I'm on GNOME, not Compiz, on Ubuntu 19.04

  • Scripting - would be a piece of cake. You would miss the animation though, is that an issue? Would require an additional shortcut (or replacing the current). – Jacob Vlijm Jul 11 '19 at 11:26
  • Wait, forgot I already wrote it... – Jacob Vlijm Jul 11 '19 at 11:33
  • Hi EoghanM, just curious, but did you notice the answer? Do you manage? – Jacob Vlijm Jul 15 '19 at 10:22

Short answer

This snippet was written on request for Ubuntu Budgie, but should work on anything but Wayland. It switches between windows on current workspace & monitor, and, depending on the possible argument, either between all windows or between windows of the active application.
It doesn't show any animations though, it just cycles through windows.

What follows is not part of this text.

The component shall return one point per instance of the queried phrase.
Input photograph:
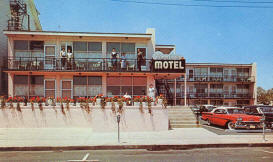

Setup instructions are in the link.

Disclaimer: I am the author

  • This is great, thanks and works as described! I'm gonna try it out for a while before accepting; it feels weird currently as I'm definitely accustomed to the window preview functionality. BTW to set an ALT-TAB shortcut in Gnome Settings you first have to remove ALT-TAB from the current shortcut (otherwise it just executes an alt-tab!) – EoghanM Jul 19 '19 at 8:42
  • I'm getting the following warning on the console FYI ./nopreviews.py:36: DeprecationWarning: Gdk.Window.get_pointer is deprecated return Gdk.get_default_root_window().get_pointer()[1:3] – EoghanM Jul 19 '19 at 8:43
  • Hmmm, actually I'm realising that this behaviour is very different from the previous as it cycles through all windows. The basic 'quick' usage of Alt-Tab is used to toggle between 2 windows i.e. between current window and last opened window. The default version with previews only enters the 'cycle' mode when you keep ALT held down (and further allows you to go backwards if you hold down SHIFT). – EoghanM Jul 19 '19 at 8:49
  • Ah, right I can easily make it switch according window stack (previous active first) would that help? – Jacob Vlijm Jul 19 '19 at 8:56
  • I actually think the whole ALT-TAB paradigm is broken. It was a blind inheritance from MSWindows and I've got a feeling it violates some core principals of UI design! I've tried something else; I've bound your script to ALT+2 and made another version of your script which goes in the reverse direction (wins[1] - 1 instead of wins[1] + 1) which I've bound to ALT+1. So now I have more direct control of the cycling back or forward. Gonna try this out for a while. – EoghanM Jul 19 '19 at 9:13

You can use either the Current screen only on window switcher extension or the Alt-Tab for Dual Monitor extension. They both work similarly and cycle windows on the current monitor (the one with the mouse) only.

Although it is mentioned in the GNOME Shell extensions webpage that they support GNOME Shell versions up to 3.32, they both work fine for versions at least up to 3.36 (that's what I've tested).